Tina: Characters should be as realistic as possible, so they should be as human as possible. The more you know about the mindset of a real person, and how someone is constructed … it’s going to give your characters a more three-dimensional quality that captures the imagination and the heart of your reader, and immerses them in the story.
Caleb: What is the first step you take in getting to know your character?
Tina: I’m a daydreamer. I’m an organic writer. I like to just go with what appears in my mind as that character. You can use a tool like a personality test if you really want to go in to thinking about things like are they an extrovert or an introvert? Think about not just their personality but their backstory. How does that play into what’s going to happen with that character, and daydream that character into existence before you put them onto the page. That will keep you from info-dumping on the first page of your novel. You might want to flush all that out, but don’t do that for the reader, or the reader will be board. Know your character well enough to paint them, and then write them.
Caleb: How simple/complex should a character’s psychological struggle be?
Tina: I would err on the side on complex than on the side of too simple. Someone has to have enough layers of complexity in order to be realistic.
Caleb: What is the difference between an internal struggle and an external struggle?
Tina: An internal struggle is the character discovering who they really are, something that is an issue within them that is a conflict they’re trying to resolve. Whether that is a mental conflict, a conflict with their emotions or a conflict overcoming a wound, or a trauma, or a lie, or a fear in their past that was created. They are changing as the story goes along. The external conflicts are the forces that are coming against your hero from the outside, whether it’s a decision or a circumstance or an antagonist. That’s the external conflict.
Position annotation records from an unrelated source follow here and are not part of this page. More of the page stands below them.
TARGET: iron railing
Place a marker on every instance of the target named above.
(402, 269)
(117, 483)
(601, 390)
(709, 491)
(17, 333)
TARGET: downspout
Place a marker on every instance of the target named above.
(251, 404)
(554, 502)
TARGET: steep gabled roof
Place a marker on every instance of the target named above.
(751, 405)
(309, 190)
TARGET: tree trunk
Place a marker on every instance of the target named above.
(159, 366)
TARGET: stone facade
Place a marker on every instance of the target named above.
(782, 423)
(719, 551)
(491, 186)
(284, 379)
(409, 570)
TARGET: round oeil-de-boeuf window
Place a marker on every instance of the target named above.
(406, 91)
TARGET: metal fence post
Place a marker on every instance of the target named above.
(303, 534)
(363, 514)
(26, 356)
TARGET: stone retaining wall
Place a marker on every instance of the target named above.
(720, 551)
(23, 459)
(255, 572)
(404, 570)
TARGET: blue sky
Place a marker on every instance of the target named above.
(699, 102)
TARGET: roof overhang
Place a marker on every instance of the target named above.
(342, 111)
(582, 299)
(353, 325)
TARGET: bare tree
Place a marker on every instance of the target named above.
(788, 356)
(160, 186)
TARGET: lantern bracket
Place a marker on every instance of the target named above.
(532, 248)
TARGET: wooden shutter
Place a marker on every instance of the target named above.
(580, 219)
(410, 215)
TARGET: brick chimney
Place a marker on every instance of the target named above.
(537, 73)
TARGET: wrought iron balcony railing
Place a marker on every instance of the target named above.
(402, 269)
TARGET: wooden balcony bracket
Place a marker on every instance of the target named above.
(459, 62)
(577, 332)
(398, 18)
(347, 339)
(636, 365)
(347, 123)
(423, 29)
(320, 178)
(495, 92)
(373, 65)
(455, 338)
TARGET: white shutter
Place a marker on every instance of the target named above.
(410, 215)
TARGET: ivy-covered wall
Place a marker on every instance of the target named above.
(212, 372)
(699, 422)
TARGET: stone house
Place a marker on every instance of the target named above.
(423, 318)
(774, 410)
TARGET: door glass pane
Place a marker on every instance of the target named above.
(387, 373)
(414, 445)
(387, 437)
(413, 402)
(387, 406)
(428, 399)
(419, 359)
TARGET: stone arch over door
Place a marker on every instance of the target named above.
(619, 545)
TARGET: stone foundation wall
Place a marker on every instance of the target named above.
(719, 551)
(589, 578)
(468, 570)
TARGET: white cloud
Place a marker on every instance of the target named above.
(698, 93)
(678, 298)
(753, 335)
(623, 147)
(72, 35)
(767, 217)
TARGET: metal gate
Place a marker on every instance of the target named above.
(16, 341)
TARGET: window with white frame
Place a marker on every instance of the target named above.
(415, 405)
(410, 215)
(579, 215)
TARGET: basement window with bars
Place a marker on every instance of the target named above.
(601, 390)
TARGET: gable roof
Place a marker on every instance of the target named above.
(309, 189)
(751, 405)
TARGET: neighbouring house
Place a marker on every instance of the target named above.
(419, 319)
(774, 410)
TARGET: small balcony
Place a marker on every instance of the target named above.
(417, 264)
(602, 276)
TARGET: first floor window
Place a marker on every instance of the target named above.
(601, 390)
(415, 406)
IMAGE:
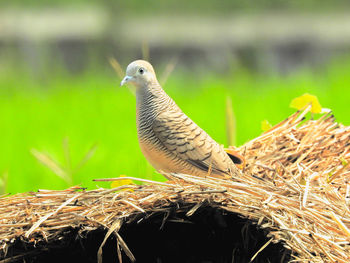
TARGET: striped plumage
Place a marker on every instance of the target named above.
(169, 139)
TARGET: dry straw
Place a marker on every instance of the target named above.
(296, 184)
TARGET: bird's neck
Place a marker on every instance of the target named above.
(151, 100)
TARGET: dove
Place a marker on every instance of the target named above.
(168, 138)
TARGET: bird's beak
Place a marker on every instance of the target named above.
(126, 79)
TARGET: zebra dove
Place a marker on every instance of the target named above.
(169, 139)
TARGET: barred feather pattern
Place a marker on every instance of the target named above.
(172, 142)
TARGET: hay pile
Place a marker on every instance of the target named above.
(295, 185)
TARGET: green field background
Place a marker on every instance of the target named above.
(91, 108)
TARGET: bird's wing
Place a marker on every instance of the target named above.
(183, 138)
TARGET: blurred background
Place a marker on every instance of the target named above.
(64, 120)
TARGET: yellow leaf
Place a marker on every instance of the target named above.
(305, 99)
(123, 182)
(265, 125)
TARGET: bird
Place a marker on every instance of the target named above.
(168, 138)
Caleb: As complex as human motivations are, how do you choose which internal conflict drives the character through the story.
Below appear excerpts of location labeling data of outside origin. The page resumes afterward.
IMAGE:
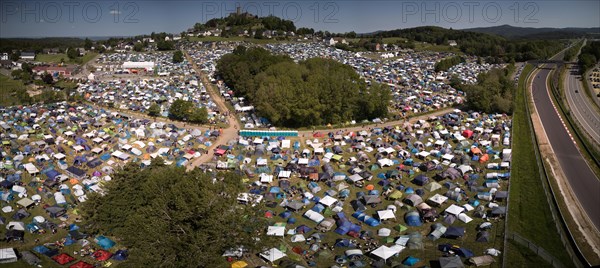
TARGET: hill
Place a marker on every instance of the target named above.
(513, 32)
(494, 47)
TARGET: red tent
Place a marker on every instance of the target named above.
(102, 255)
(63, 258)
(467, 133)
(81, 264)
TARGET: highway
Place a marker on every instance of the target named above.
(581, 178)
(580, 105)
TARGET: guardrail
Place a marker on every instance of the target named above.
(568, 242)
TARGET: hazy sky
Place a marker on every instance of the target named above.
(19, 18)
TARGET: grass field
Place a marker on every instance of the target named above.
(58, 58)
(529, 214)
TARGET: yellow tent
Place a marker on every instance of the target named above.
(239, 264)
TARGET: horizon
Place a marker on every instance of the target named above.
(127, 36)
(37, 19)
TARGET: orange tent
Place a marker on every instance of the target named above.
(475, 150)
(484, 158)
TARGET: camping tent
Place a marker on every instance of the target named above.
(484, 260)
(451, 262)
(8, 255)
(272, 255)
(412, 218)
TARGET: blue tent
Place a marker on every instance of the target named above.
(412, 218)
(342, 243)
(410, 261)
(120, 255)
(454, 232)
(463, 252)
(362, 216)
(104, 242)
(420, 180)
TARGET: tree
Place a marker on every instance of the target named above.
(47, 78)
(199, 116)
(178, 56)
(72, 53)
(154, 110)
(15, 56)
(165, 215)
(164, 45)
(138, 47)
(181, 110)
(88, 44)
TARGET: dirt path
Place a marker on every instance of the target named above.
(230, 133)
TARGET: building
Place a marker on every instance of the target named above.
(55, 71)
(332, 41)
(146, 65)
(27, 56)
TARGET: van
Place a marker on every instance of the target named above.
(326, 225)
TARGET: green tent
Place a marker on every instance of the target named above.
(400, 228)
(396, 194)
Tina: It depends on your story and it depends on your character. You shouldn’t just pick [an internal struggle] and say, “Oh here’s a popular, trendy thing!” You should pick something that is appropriate to the story and appropriate to you as a writer.
Caleb: How do you properly portray a character with a mental illness or trauma?
Tina: Please do your research if you are going to put a character into your story that has mental health issues, because you will have readers who experience those mental health issues and it will be insulting to them if you get it wrong. Please do your research, and please do not stereotype anyone with a mental illness. Make sure you’ve put enough depth into your character so they will be relatable, and realistic and that they have qualities that the reader admires.